Von Helmut Schneider

Horst Antes, so sagte Klaus Gallwitz, der Leiter der Baden-Badener Kunsthalle – Jugendfreund, Promoter, Sammler und Aussteller des Künstlers –, habe sich gefragt, ob der Zeitpunkt für einen Rückblick auf seine malerischen Exkursionen der Jahre 1967 bis 1971 richtig gewählt sei; er wolle nicht wieder einmal kritische „Prügel“ beziehen.

Der Wunsch, die Bilderproduktion dieser Zeitspanne im Überblick vorzuzeigen, war offensichtlich stärker als alle Zweifel; der Mut des Wildes, sich den Jägern zu stellen, wuchs ins Heroische – zustande gekommen ist eine Wanderausstellung mit über hundert Gemälden von Leihgebern aus fünf Ländern, die nach Baden-Baden (dort ist sie bis zum 26. September zu sehen) noch in Bern, Bremen und Frankfurt gezeigt werden wird.
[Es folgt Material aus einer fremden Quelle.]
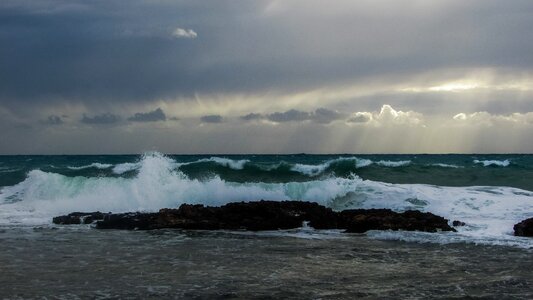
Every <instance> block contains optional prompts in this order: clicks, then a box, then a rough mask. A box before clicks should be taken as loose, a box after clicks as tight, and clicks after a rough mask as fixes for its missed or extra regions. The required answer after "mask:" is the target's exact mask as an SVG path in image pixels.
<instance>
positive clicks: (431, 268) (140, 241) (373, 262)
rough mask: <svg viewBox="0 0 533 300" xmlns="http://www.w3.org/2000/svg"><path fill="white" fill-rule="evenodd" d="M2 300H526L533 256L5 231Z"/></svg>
mask: <svg viewBox="0 0 533 300" xmlns="http://www.w3.org/2000/svg"><path fill="white" fill-rule="evenodd" d="M0 237H1V239H2V243H0V265H2V272H1V274H0V284H1V285H2V289H1V290H0V298H5V299H42V298H43V297H44V298H49V299H86V298H92V299H141V298H142V299H146V298H151V299H161V298H164V299H184V298H186V299H256V298H260V299H279V298H299V299H301V298H305V299H339V298H340V299H353V298H370V299H375V298H397V299H398V298H403V299H405V298H411V299H450V298H457V299H465V298H483V299H486V298H488V299H528V298H531V297H532V296H533V291H532V290H531V285H532V284H533V275H532V274H531V266H532V265H533V260H532V255H531V250H526V249H520V248H510V247H503V246H486V245H475V244H468V243H453V244H436V243H416V242H402V241H387V240H379V239H374V238H371V237H368V236H366V235H364V234H343V233H341V232H338V231H314V230H310V229H295V230H288V231H281V232H280V231H275V232H256V233H250V232H227V231H180V230H155V231H117V230H94V229H91V228H88V226H87V225H78V226H74V227H57V228H55V227H43V228H20V227H19V228H2V229H0Z"/></svg>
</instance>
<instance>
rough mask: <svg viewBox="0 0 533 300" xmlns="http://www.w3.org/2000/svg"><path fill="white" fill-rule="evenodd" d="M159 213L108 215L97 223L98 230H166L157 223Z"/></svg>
mask: <svg viewBox="0 0 533 300" xmlns="http://www.w3.org/2000/svg"><path fill="white" fill-rule="evenodd" d="M157 217H158V214H157V213H142V212H135V213H124V214H108V215H105V216H104V218H103V219H102V220H100V221H97V222H96V228H100V229H129V230H150V229H159V228H164V227H161V226H159V224H158V222H157Z"/></svg>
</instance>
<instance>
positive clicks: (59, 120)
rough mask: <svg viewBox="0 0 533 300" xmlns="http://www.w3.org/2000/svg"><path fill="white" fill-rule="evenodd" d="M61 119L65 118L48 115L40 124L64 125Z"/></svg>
mask: <svg viewBox="0 0 533 300" xmlns="http://www.w3.org/2000/svg"><path fill="white" fill-rule="evenodd" d="M62 117H65V116H61V117H60V116H56V115H50V116H48V118H46V120H42V121H41V123H42V124H46V125H61V124H63V123H65V122H64V121H63V119H62Z"/></svg>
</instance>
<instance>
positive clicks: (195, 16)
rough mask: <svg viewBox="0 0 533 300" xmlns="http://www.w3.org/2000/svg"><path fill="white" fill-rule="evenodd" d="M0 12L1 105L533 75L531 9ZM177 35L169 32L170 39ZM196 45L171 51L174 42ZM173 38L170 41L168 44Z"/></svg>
mask: <svg viewBox="0 0 533 300" xmlns="http://www.w3.org/2000/svg"><path fill="white" fill-rule="evenodd" d="M302 3H303V2H298V1H294V2H293V1H288V2H280V3H277V4H276V5H277V6H280V8H279V9H277V10H276V9H272V8H270V6H276V5H274V4H272V3H271V2H270V1H244V0H243V1H234V2H233V1H232V2H231V3H229V4H228V3H222V2H220V1H214V0H211V1H210V0H207V1H199V2H190V1H156V2H147V1H142V0H132V1H129V2H128V6H126V7H125V6H124V5H123V3H122V2H121V1H91V2H86V1H81V0H74V1H69V3H65V2H64V1H59V0H50V1H18V0H5V1H2V2H1V4H0V44H1V45H3V46H2V47H0V66H1V68H2V72H0V101H2V102H3V103H4V104H8V105H9V106H24V105H25V103H27V102H32V103H35V104H41V103H43V102H54V101H80V102H83V103H84V104H85V105H86V107H92V106H95V107H97V106H98V105H99V104H100V103H106V102H108V101H109V100H112V101H113V102H115V103H116V102H150V101H153V100H155V99H169V98H173V97H178V96H185V97H187V96H193V95H194V94H195V93H233V92H243V93H247V92H261V91H270V90H275V91H299V90H305V89H309V88H311V89H312V88H315V87H317V86H321V85H330V84H336V83H339V82H341V83H345V82H347V81H348V80H354V79H364V78H368V77H376V76H381V75H383V74H387V75H395V76H398V77H405V76H408V75H412V74H416V73H419V72H426V71H428V70H439V68H448V67H450V68H454V67H461V68H465V67H466V68H468V67H498V68H506V69H509V70H512V69H516V70H522V71H524V70H526V71H527V70H531V68H532V66H533V56H531V53H532V52H533V39H525V38H524V37H526V36H529V35H530V29H531V28H533V18H531V13H530V12H531V11H532V10H533V2H531V1H525V0H517V1H513V3H512V4H505V3H502V2H501V1H495V0H488V1H482V0H474V1H468V3H465V2H464V1H463V2H460V1H449V2H441V1H438V2H435V3H428V4H418V3H417V2H410V3H409V4H407V5H399V4H397V3H394V2H393V1H391V2H390V3H389V5H390V9H391V10H394V11H395V13H394V14H390V15H383V14H378V13H376V11H379V8H380V6H379V5H380V4H378V3H376V4H372V3H367V2H353V1H341V2H339V3H338V4H336V5H328V4H325V3H323V2H320V1H310V2H305V4H306V5H305V6H303V5H301V4H302ZM322 11H327V12H328V13H321V12H322ZM176 29H183V30H178V32H177V33H176ZM196 32H200V33H202V34H201V35H198V36H197V38H194V39H192V38H180V39H176V38H175V35H176V34H178V35H180V36H190V37H193V36H194V33H196ZM173 35H174V36H173Z"/></svg>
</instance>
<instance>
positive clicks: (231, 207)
mask: <svg viewBox="0 0 533 300" xmlns="http://www.w3.org/2000/svg"><path fill="white" fill-rule="evenodd" d="M88 220H90V222H93V221H94V220H97V222H96V228H99V229H129V230H133V229H138V230H151V229H161V228H180V229H203V230H217V229H227V230H252V231H259V230H278V229H292V228H298V227H301V226H302V224H303V222H304V221H307V222H308V225H309V226H311V227H313V228H315V229H346V230H347V231H348V232H365V231H367V230H419V231H429V232H435V231H440V230H443V231H454V229H453V228H451V227H450V226H449V225H448V220H446V219H444V218H442V217H439V216H436V215H434V214H431V213H422V212H420V211H406V212H403V213H396V212H393V211H392V210H390V209H356V210H345V211H342V212H334V211H333V210H331V209H330V208H327V207H324V206H322V205H319V204H317V203H314V202H305V201H265V200H261V201H255V202H236V203H229V204H226V205H223V206H221V207H207V206H203V205H191V204H183V205H181V206H180V207H179V208H177V209H171V208H165V209H161V210H159V212H156V213H141V212H135V213H121V214H111V213H109V214H102V213H100V212H95V213H72V214H69V215H67V216H60V217H56V218H54V223H56V224H80V223H82V222H84V223H90V222H88Z"/></svg>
Auf dem Hintergrund der unterschiedlichen Reaktion des Publikums, das Hymniker wie Verächter in seinen Reihen zählt, wird Antes’ selbstkritische Reflexion durchaus verständlich. Seine Malerei, unablässig um ein Thema kreisend, ist seit langem rubriziert und je nach Einstellung des Betrachters als gesicherter Besitz vereinnahmt oder gerichtet: Das in seinen Bildern stets wiederkehrende Kürzel einer menschlichen Figur, das „Antes-Männchen“, ist zum Erkennungszeichen dieses Malers geworden – für die einen ist es das Kainsmal des Immergleichen, für die anderen das Statussymbol des Erfolgs.

Das Immergleiche und der Erfolg, dies wird gelegentlich übersehen, stehen dabei in erkennbarer Wechselbeziehung zueinander. Antes ist zum unverkennbar verpackten Markenartikel geworden. Sein künstlerisches Image ist in der Erinnerung jederzeit abrufbar. Die Bereitschaft des Betrachters, auf bestimmte Signale einprogrammierte Antworten zu geben (man könnte das den Pawlowschen Reflex bei der Kunstrezeption nennen), ist ausschlaggebend für den Erfolg oder die Ablehnung.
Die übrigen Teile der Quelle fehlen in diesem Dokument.